Perundevar translated Mahabharata into Tamil. The acharyas were the vaishnava philosophers. Ramanujacharya founded the philosophy Vsistadvaita. Madhavacharya founded the philosophy of Dvaita. Vallabhacharya founded the philosophy Suddhadvaita.
The cult of Shiva began with the emergence of a sect called Pasupat, representing the first sect in Shaivism. It began around 200 B.C. Shiva was worshipped in the lingakara form of a shivaling from first century A.D. e oldest linga found in Gudimellan is dateable to 56 A.D.
The sacred mantra Panchakshri — “Om Namash Shivay” is first mentioned in Tamil epic Silappadhigaram. It started as a powerful movement in the south with Tamil Shaiva saints called Nayamars. They composed devotional literature on Lord Shiva called Thevaram, popular as Dravida Veda
Pashupata sect, the most popular in north India was founded by Nakulim/Nakulisa. In Kashmir, Kashmira Shavism was the sect founded by Vasugupta. The form of worship in Kashmir Shaivism is trika (mudra without mantra). In central India the popular sects are Agamanta, Mattamuyura and Kalamukha. The Kalamukha sect was founded by Kalasana, the disciple of Nakulisa. In the south, Tamilakam Srikanta founded the Shiva Advaita sect.
Christianity in India
Christianity first came to India in the year 52, with the arrival of St Thomas, an apostle of Jesus Christ, in the southern Indian state of Kerala. St Thomas converted some of the local people to the Christian way of life, but it was not until the arrival of Portuguese missionaries such as St Francis Xavier and missionaries from Spain, Germany, Italy and France in the 15th century that Christianity became firmly established in the country.

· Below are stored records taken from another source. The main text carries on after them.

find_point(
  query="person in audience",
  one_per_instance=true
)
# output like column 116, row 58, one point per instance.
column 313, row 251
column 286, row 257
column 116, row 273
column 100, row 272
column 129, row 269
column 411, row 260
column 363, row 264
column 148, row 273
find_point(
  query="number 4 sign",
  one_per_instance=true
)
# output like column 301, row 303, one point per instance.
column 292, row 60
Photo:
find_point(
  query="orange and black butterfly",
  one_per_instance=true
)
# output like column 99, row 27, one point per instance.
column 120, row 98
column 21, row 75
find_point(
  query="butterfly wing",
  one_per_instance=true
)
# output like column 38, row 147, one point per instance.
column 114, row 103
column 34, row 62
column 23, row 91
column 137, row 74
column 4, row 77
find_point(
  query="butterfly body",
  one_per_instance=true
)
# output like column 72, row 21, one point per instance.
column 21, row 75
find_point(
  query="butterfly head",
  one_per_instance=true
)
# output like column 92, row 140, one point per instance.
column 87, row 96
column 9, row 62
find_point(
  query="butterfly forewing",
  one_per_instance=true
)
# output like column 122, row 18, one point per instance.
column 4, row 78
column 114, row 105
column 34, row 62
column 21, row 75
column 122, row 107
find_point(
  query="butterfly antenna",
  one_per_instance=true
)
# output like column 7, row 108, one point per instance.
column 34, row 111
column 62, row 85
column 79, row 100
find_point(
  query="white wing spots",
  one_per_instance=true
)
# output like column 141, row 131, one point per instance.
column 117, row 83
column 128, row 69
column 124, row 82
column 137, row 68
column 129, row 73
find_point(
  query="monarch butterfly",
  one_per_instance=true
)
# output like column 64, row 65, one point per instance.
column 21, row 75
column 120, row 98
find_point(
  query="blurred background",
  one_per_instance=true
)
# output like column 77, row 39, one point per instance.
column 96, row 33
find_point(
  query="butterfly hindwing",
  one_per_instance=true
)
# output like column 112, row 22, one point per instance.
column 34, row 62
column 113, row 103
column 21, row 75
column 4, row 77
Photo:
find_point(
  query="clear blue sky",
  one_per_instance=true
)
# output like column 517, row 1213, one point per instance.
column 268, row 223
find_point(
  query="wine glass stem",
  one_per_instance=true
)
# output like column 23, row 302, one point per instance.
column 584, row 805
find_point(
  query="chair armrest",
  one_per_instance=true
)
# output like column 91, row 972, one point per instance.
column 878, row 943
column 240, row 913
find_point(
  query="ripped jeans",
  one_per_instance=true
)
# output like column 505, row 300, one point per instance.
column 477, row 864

The Portuguese Roman Catholics, led by St Francis Xavier, moved westward towards Goa, where they sought to convert the entire Hindu population. During the Goa inquisition under the Portuguese, Hindus were forced to convert and those who refused or were suspected of practising heresy were burnt alive in public. In the early 18th century, Protestant missionaries became active in the country, leading to the establishment of several different Christian communities in different parts of the country.
The missionaries set up schools, churches, charitable organisations for the poor and destitute and even acquired proficiency in the local languages. Some of them, such as Italian Jesuit Constant Joseph Beschi who composed the Tamil epic, embavani, even contributed to the great body of Indian literature. The Bible was translated into different Indian languages by missionaries. Popular Christian pilgrimage sites in India include: St Thomas Cathedral at Mylapore in Chennai where the grave of Apostle St Thomas is venerated; St Xavier’s shrine at Bom Jesus Church in old Goa; the Church of Our Lady of the Mount at Bandra, in Mumbai; the Church of Our Lady of Health at Vailankanni in Tamil Nadu; and the Shrine of St Theresa of Avila at Mahe, close to Tellicherry in north Kerala.